2. In connection with the spin-off of Enhabit by Encompass and pursuant to the Employee Matters Agreement between Enhabit and Encompass, on June 30, 2022, each outstanding option to purchase Encompass common stock was converted into a stock option to purchase Encompass common stock and a stock option to purchase Enhabit common stock, in each case with respect to the same number of shares as the original Encompass stock option.
3. The converted Enhabit stock option has the same vesting schedule as the original Encompass stock option, which vested as to one-third of the shares on March 2, 2021, the first anniversary of the date of grant, and vests as to one-third of the shares annually thereafter.
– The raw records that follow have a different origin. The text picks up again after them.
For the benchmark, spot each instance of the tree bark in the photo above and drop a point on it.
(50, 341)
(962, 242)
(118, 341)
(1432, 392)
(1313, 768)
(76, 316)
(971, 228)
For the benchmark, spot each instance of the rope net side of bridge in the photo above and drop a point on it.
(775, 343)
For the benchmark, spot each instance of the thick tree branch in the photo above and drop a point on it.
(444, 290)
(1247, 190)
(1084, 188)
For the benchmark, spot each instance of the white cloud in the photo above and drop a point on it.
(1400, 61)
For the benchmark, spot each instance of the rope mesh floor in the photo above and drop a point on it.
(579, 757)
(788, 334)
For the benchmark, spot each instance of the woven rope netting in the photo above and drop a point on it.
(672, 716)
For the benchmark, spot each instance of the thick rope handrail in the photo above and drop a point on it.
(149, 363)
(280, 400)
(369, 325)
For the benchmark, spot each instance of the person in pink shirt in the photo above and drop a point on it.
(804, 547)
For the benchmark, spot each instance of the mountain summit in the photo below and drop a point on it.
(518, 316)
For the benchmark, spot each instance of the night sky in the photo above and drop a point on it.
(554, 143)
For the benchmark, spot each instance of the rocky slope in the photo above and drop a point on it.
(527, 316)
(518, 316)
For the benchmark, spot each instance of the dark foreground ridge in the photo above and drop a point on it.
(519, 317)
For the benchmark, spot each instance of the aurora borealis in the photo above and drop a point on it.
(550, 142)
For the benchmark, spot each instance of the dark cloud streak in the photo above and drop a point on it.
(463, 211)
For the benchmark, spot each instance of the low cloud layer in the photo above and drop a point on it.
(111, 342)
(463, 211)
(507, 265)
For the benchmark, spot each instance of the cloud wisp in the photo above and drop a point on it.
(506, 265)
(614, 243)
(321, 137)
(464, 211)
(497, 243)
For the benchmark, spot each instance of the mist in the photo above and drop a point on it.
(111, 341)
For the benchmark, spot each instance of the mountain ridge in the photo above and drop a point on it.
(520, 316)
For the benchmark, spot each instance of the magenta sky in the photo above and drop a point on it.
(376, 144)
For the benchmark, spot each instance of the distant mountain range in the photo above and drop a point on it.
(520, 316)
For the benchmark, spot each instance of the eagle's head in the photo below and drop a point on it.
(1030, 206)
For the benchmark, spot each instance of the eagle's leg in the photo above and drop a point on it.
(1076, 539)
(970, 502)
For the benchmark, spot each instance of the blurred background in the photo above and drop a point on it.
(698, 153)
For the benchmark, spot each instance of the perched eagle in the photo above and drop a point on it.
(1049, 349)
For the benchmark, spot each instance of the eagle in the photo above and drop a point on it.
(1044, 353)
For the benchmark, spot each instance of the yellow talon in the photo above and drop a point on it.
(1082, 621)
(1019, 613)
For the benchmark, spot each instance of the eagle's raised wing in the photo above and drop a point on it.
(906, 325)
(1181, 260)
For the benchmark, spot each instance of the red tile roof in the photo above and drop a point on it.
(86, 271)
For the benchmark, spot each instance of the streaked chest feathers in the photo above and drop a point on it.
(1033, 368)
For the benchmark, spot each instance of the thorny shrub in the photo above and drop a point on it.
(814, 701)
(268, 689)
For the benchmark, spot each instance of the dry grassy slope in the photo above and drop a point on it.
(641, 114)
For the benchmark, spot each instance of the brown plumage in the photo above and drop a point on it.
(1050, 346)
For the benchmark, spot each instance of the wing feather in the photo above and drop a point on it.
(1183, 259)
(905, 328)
4. The converted Enhabit stock option has the same vesting schedule as the original Encompass stock option, which vested as to one-third of the shares on March 2, 2022, the first anniversary of the date of grant, and vests as to one-third of the shares annually thereafter.
5. The converted Enhabit stock option has the same vesting schedule as the original Encompass stock option, which will vest as to one-third of the shares on March 1, 2023, the first anniversary of the date of grant, and vests as to one-third of the shares annually thereafter.